SAWT BEIRUT INTERNATIONAL

| 2 February 2023, Thursday |

Les épisodes d’effondrement total se poursuivent…

Les séries, chapitres et épisodes de l’effondrement total sont diffusés au quotidien, et le peuple libanais a été choisi, sans être consulté, pour jouer le rôle de la victime.

Les sources ont indiqué que pour le diesel, aucune date n’a encore été fixée pour l’ouverture des raffineries de Tripoli et de Zahrani pour livrer la substance cette semaine.

Quant à l’essence, la Banque du Liban avait ouvert des crédits pour cinq navires il y a 15 jours, et la quantité qui a été vidé commence à s’épuiser dans les entreprises et les stations, et cela est dû à l’échec de l’ouverture des crédits. Et, selon les sources, nous sommes confrontés à une équation, « soit la suppression des subventions, soit pas d’essence à la fin de cette semaine ».

Concernant la crise de la drogue, il a été signalé qu’un accord avait été conclu entre le ministère de la Santé et la Banque du Liban sur un mécanisme de soutien continu à l’importation de médicaments et de matériels utilisés dans les laboratoires médicaux.
Les sources ont indiqué que l’accord prévoit de réduire le coût du soutien d’environ un milliard et 200 millions de dollars à environ 800 millions de dollars.
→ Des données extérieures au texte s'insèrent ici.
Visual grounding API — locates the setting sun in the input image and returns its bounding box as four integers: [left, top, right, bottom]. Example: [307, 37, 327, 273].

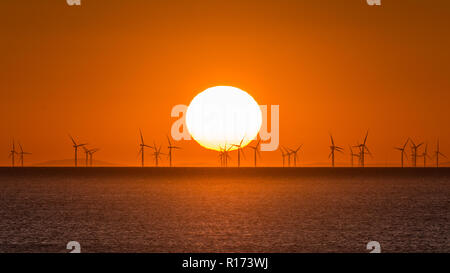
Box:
[186, 86, 262, 151]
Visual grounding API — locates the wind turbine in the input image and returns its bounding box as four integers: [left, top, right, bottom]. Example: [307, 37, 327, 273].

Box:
[328, 134, 344, 168]
[289, 144, 303, 167]
[139, 129, 153, 167]
[153, 143, 163, 167]
[222, 144, 232, 167]
[280, 147, 288, 167]
[218, 146, 225, 167]
[69, 135, 87, 167]
[9, 139, 18, 167]
[231, 137, 245, 167]
[83, 146, 89, 167]
[434, 139, 447, 168]
[410, 139, 423, 167]
[420, 143, 431, 167]
[348, 145, 359, 167]
[249, 139, 261, 167]
[166, 136, 181, 167]
[353, 131, 372, 168]
[19, 143, 31, 167]
[395, 138, 409, 168]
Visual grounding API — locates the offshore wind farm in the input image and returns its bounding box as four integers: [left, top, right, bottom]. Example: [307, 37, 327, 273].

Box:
[0, 0, 450, 255]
D’autres sources ont souligné que ce qui avait été convenu entre le ministre de la Santé publique, Hamad Hassan, et le gouverneur de la Banque centrale, Riad Salameh, prévoyait le maintien des subventions sur tous les médicaments.
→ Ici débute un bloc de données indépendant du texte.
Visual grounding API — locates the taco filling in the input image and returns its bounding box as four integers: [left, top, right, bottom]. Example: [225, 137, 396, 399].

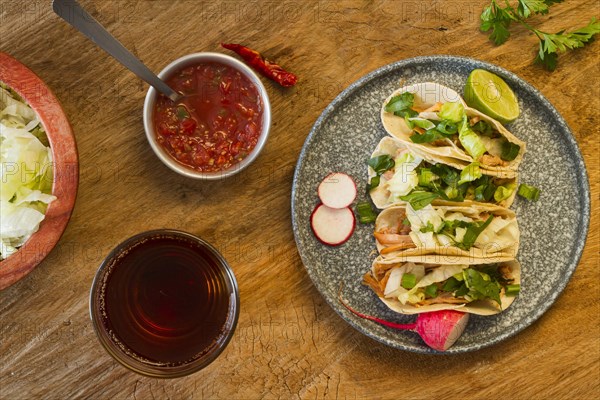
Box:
[368, 138, 516, 210]
[384, 92, 521, 167]
[363, 262, 520, 308]
[374, 203, 519, 255]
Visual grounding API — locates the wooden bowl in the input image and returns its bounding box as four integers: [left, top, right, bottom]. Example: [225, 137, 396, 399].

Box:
[0, 52, 79, 290]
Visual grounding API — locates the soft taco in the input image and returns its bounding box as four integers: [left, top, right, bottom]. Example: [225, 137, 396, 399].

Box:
[374, 203, 519, 264]
[363, 258, 521, 315]
[381, 82, 525, 174]
[368, 136, 517, 208]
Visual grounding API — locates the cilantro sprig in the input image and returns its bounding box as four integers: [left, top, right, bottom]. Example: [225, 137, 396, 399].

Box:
[480, 0, 600, 71]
Salameh a promis de présenter demain le projet d’accord au Conseil central de la Banque du Liban, pour obtenir son approbation.

Ce mécanisme lie l’importation de médicaments selon le taux de change officiel du dollar américain, avec l’approbation préalable du Cabinet du Ministre de la Santé.

Dans le « moyen de subsistance » du citoyen, le ministère de l’Économie et du Commerce a relevé aujourd’hui le prix d’une liasse de pain et publié le tableau hebdomadaire du prix de vente de la farine de blé.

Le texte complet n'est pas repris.